GSoC pre-proposal: Matrix Archiver

JadedBlueEyes · March 14, 2025, 12:38am

I like how that connects! It sounds quite grand, haha. One idea I had was serac - a block of glacial ice.

This is going to be a bit stream of thought, but here goes:

The UI would be the primary concern here, it would have to be prerendered into digestible chunks for search engines rather than infinite scroll. Of course it would have to be split by channel, but it also needs to be divided more than that, so it doesn’t grow forever and result in gigabyte pages.

I pretty much agree with all of this. Infinite scrolling is hard to do well, especially in a cross browser way - what works well in Chrome may not work well in Firefox, and vice versa.
My main problems with splitting by date are threefold: first, conversations late at night can be split between pages. Second is you often end up with very active (and thus long) days, and then less active ones, making very uneven page sizes. Finally, some days have nothing at all! None are really technical problems, just mildly annoying UX.

The ideal state in my opinion would be some algorithm that splits to a new page after a set number of messages and a set period of inactivity. Hopefully that would result in relatively regular pages with minimal conversation splitting, but I’m sure there are problems with this I haven’t thought of.
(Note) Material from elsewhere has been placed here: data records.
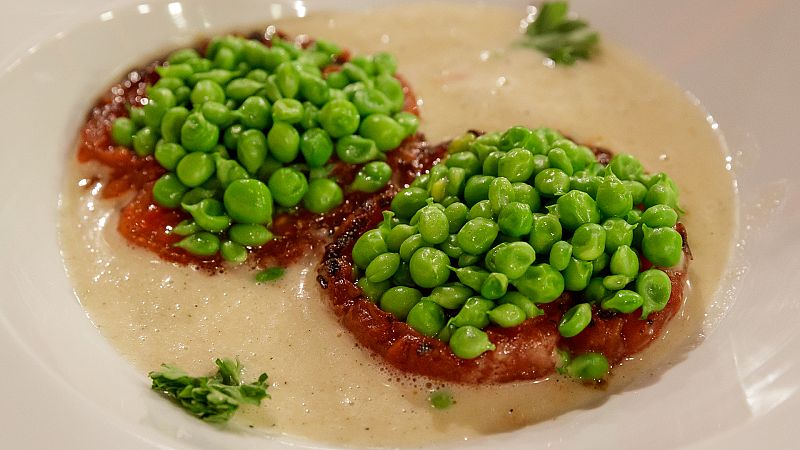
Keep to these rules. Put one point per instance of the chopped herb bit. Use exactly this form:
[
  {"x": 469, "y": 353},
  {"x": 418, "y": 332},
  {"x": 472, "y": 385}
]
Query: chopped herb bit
[
  {"x": 440, "y": 399},
  {"x": 213, "y": 399},
  {"x": 271, "y": 274},
  {"x": 562, "y": 39}
]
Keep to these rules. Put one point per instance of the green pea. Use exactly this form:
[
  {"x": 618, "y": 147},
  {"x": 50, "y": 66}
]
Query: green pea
[
  {"x": 409, "y": 122},
  {"x": 287, "y": 78},
  {"x": 248, "y": 201},
  {"x": 456, "y": 214},
  {"x": 577, "y": 275},
  {"x": 255, "y": 112},
  {"x": 613, "y": 197},
  {"x": 233, "y": 252},
  {"x": 637, "y": 190},
  {"x": 662, "y": 246},
  {"x": 373, "y": 291},
  {"x": 451, "y": 296},
  {"x": 515, "y": 219},
  {"x": 501, "y": 193},
  {"x": 477, "y": 235},
  {"x": 288, "y": 186},
  {"x": 429, "y": 267},
  {"x": 197, "y": 194},
  {"x": 314, "y": 89},
  {"x": 249, "y": 234},
  {"x": 371, "y": 101},
  {"x": 383, "y": 267},
  {"x": 316, "y": 146},
  {"x": 172, "y": 123},
  {"x": 588, "y": 242},
  {"x": 208, "y": 214},
  {"x": 284, "y": 142},
  {"x": 185, "y": 228},
  {"x": 168, "y": 191},
  {"x": 623, "y": 301},
  {"x": 477, "y": 189},
  {"x": 545, "y": 232},
  {"x": 198, "y": 134},
  {"x": 616, "y": 282},
  {"x": 408, "y": 201},
  {"x": 399, "y": 300},
  {"x": 474, "y": 312},
  {"x": 411, "y": 245},
  {"x": 560, "y": 255},
  {"x": 472, "y": 276},
  {"x": 595, "y": 291},
  {"x": 355, "y": 149},
  {"x": 618, "y": 233},
  {"x": 144, "y": 141},
  {"x": 433, "y": 224},
  {"x": 310, "y": 114},
  {"x": 426, "y": 317},
  {"x": 195, "y": 169},
  {"x": 201, "y": 244},
  {"x": 585, "y": 183},
  {"x": 558, "y": 159},
  {"x": 398, "y": 234},
  {"x": 339, "y": 118},
  {"x": 207, "y": 91},
  {"x": 241, "y": 88},
  {"x": 552, "y": 182},
  {"x": 577, "y": 208},
  {"x": 322, "y": 196},
  {"x": 625, "y": 261},
  {"x": 287, "y": 110},
  {"x": 589, "y": 366},
  {"x": 337, "y": 80},
  {"x": 625, "y": 166},
  {"x": 655, "y": 287},
  {"x": 368, "y": 247},
  {"x": 228, "y": 171},
  {"x": 393, "y": 90},
  {"x": 495, "y": 286},
  {"x": 512, "y": 259},
  {"x": 169, "y": 154},
  {"x": 513, "y": 137},
  {"x": 372, "y": 177},
  {"x": 481, "y": 209},
  {"x": 525, "y": 193},
  {"x": 252, "y": 149},
  {"x": 507, "y": 315},
  {"x": 122, "y": 131},
  {"x": 468, "y": 342},
  {"x": 575, "y": 320},
  {"x": 516, "y": 165},
  {"x": 660, "y": 216},
  {"x": 541, "y": 283}
]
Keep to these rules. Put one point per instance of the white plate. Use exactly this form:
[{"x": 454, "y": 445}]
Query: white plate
[{"x": 64, "y": 386}]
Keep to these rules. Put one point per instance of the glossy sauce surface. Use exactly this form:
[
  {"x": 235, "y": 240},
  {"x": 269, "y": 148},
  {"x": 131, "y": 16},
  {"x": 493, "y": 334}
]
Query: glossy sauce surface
[{"x": 467, "y": 74}]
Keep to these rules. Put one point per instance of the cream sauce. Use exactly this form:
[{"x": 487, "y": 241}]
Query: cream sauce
[{"x": 467, "y": 74}]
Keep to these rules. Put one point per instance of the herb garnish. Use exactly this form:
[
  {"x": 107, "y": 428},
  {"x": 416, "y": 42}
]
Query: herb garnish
[
  {"x": 213, "y": 399},
  {"x": 562, "y": 39}
]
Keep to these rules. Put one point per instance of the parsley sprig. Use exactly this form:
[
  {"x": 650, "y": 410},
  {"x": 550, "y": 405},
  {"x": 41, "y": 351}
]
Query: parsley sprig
[
  {"x": 562, "y": 39},
  {"x": 213, "y": 399}
]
Looks like the message gets hidden under the header, and you need to scroll up a bit. I think this could be fixed with CSS. Not sure if the infinite scroll is causing additional issues, though.

So we would have to track the event ID, we should be embedding that in the HTML regardless. The thing is, going in and editing within a page would be finicky and fragile compared to regenerating each page from scratch. That would necesitate knowing what’s in the page. If we split by date, for example, that would be relatively easy. But then edits, etc complicate that and require storing exactly what IDs are in each page anyway. We’re essentially forced to maintain a event ID ↔ page mapping - the question is what else we get from that, and what constraints it adds.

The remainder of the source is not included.